Garegin Papoian, Ph.D., an assistant professor of chemistry in UNC’s College of Arts and Sciences, has received a national award for research and teaching given to outstanding young faculty in the chemical sciences.
Papoian has been named a 2008 Camille Dreyfus Teacher-Scholar. The $75,000 award is given by the Camille and Henry Dreyfus Foundation of New York City, which was created in 1946 to promote the chemical sciences.
Papoian uses advanced computational methods to study biophysical processes at multiple scales, including protein dynamics, chromatin folding and regulation of cell motility. Packaging of genetic materials in cells of higher organisms is accomplished using chromatin, the complex of DNA and protein found inside the nuclei of cells. Cell motility processes allow cells to move around in the body, for example, to move to a wound site and aid in repair.

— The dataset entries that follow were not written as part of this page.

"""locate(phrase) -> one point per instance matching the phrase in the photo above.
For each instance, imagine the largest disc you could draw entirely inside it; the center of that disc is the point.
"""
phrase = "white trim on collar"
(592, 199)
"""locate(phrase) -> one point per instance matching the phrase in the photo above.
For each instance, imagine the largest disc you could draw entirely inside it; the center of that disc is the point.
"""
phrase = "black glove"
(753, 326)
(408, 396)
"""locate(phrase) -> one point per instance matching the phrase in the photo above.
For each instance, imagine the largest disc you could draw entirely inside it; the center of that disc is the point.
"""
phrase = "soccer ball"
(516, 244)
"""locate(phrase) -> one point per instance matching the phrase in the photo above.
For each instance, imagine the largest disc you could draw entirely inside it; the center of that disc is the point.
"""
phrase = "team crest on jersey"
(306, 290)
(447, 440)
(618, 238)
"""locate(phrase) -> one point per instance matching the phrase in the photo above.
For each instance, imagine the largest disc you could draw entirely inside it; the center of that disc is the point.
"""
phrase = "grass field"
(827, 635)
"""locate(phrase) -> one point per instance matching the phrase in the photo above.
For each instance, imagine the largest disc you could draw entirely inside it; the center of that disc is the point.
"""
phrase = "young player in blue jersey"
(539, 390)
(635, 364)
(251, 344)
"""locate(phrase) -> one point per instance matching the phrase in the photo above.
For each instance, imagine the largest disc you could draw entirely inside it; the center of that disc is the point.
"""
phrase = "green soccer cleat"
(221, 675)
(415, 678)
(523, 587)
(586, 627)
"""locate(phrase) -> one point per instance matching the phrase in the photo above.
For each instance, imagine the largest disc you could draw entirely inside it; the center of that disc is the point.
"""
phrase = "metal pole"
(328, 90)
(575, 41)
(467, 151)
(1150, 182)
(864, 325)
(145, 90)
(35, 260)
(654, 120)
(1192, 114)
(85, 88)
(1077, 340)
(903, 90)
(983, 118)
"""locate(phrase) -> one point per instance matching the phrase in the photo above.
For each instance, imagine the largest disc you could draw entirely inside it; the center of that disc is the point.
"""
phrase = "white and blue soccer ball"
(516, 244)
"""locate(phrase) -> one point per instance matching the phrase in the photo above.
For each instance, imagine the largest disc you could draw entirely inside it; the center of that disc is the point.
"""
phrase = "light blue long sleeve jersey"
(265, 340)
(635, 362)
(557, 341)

Papoian, who has been at UNC since 2004, is the winner of numerous awards, including a Beckman Foundation Young Investigators Award, a Camille and Henry Dreyfus New Faculty Award and an R.J. Reynolds Excellence Junior Faculty Development Award.
He received his Ph.D. from Cornell University, where he won the Wentink Prize, given to outstanding graduate students. He also received a postdoctoral fellowship from the National Institutes of Health.